Russia and Syria: Autocrats Together
NO FOREIGN leader can talk to Vladimir Putin these days without discussing Syria. And the Russian president has met many this month, as he hopped from Paris to Berlin to a Russia-European Union summit in St Petersburg and on to China. European leaders in particular pressed him to take a firmer line against Syria’s president, Bashar Assad. But Mr Putin stuck firmly to his position: both sides are to blame, and any push from the West to unseat Mr Assad risks igniting civil war.
That Russia has been able to place itself at the centre of Syria’s grim drama shows, in one sense, the success of its strategy. The Russians have some special interests in the country—more than 75% of Syria’s weapons are bought from Russia, for example, and it has a naval facility at Tartus. But its policy ever since the uprising began over a year ago has never really been about Syria, but about showing that Russia is an influential and pivotal world power whose voice must be heeded.
The Russians believe that their stubbornness has changed how the world responds to Syria—and that alone is a victory. The peace initiative of Kofi Annan, a former UN secretary-general, is really a product of Russia’s making. In recent months “the world was beating a path to Moscow’s door,” says Carroll Bogert of Human Rights Watch, who met Russian officials this spring. “Their chests were all pumped up.”
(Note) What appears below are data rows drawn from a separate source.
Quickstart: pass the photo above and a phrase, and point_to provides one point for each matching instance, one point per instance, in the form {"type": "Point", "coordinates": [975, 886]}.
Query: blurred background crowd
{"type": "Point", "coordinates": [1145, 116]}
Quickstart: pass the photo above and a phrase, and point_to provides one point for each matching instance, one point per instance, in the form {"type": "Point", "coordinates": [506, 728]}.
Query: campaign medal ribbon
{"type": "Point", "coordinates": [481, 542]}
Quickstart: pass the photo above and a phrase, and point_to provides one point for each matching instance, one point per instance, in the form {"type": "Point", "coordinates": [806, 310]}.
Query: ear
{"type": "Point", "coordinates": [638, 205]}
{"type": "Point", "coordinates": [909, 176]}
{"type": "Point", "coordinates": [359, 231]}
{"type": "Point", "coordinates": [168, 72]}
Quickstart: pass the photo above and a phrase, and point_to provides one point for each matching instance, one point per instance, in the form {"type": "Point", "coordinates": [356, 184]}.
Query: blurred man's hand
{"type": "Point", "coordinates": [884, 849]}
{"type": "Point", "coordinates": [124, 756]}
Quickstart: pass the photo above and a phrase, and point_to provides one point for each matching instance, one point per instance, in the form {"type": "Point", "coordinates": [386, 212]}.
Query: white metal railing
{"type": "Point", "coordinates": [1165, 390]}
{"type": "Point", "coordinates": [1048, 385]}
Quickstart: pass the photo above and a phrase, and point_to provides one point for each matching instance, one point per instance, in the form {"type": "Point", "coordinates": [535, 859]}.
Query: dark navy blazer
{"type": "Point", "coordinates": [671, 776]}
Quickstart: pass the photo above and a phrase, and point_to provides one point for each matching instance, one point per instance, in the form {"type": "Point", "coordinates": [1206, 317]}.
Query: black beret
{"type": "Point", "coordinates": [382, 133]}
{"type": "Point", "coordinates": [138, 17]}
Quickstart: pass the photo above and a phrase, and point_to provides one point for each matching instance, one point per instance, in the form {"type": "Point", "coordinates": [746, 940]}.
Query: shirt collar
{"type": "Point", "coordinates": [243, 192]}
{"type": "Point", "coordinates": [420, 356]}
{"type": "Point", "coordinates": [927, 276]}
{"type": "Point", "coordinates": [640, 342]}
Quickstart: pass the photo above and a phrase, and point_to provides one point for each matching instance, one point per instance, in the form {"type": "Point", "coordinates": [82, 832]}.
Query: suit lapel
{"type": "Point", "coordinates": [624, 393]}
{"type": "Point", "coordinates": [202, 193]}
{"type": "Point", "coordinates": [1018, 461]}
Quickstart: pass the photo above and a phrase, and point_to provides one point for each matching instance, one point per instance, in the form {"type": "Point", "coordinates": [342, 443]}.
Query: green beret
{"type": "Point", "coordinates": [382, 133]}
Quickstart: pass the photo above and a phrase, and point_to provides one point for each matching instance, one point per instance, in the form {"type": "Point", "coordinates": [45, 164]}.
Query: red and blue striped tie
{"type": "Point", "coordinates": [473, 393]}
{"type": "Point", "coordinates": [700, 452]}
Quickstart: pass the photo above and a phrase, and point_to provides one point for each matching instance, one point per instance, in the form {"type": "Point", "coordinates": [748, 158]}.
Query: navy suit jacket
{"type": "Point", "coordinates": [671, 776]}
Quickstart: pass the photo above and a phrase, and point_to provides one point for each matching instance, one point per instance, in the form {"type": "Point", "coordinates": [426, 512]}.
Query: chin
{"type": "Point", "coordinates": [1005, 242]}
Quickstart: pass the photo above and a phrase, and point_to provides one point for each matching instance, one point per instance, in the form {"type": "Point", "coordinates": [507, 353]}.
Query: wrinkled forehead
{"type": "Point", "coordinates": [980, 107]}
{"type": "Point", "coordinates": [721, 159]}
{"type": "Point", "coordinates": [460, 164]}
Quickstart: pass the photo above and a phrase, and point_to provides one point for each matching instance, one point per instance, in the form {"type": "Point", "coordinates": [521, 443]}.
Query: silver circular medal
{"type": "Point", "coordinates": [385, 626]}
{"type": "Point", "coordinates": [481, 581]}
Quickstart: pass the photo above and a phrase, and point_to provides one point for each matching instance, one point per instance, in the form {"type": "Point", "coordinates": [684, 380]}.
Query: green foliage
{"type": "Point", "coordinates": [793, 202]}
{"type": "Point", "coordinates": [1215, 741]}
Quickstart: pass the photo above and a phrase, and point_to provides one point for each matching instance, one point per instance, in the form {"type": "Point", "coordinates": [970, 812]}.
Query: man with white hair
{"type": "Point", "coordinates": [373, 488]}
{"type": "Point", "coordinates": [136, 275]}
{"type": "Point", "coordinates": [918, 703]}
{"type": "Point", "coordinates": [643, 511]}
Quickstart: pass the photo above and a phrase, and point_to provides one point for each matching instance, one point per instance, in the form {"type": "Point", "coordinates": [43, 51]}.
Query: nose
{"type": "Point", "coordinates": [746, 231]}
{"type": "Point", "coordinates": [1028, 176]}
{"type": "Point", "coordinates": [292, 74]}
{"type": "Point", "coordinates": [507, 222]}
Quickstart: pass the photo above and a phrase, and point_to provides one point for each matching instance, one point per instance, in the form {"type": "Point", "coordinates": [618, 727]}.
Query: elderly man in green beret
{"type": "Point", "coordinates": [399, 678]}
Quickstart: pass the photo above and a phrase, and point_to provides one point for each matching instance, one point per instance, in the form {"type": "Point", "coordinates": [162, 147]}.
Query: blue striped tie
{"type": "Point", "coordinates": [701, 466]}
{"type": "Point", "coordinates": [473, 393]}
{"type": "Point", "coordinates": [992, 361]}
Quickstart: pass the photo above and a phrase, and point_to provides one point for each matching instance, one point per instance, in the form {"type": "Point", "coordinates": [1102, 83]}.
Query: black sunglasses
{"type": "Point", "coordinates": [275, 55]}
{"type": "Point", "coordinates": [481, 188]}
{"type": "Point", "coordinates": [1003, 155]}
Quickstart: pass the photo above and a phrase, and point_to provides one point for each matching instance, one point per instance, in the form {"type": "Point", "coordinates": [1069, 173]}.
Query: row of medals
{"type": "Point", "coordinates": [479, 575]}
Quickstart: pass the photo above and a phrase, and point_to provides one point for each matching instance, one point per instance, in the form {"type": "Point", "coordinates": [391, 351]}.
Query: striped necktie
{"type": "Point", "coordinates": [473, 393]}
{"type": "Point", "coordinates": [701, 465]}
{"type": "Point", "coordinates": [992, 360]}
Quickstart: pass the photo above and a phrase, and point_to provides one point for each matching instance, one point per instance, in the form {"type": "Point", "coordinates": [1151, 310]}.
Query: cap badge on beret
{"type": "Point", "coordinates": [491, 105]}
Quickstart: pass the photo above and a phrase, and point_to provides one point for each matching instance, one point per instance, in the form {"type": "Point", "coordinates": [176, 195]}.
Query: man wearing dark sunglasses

The West has looked at Syria through the lens of democracy and human rights, towards which the Russian government is instinctively sceptical, if not actively hostile. The Russians prefer to see it as a proxy struggle between Saudi Arabia and Iran as much as a home-grown uprising. And they think both that the Assad regime has shown more restraint than it is given credit for and that the opposition has been less peaceable than is often reported.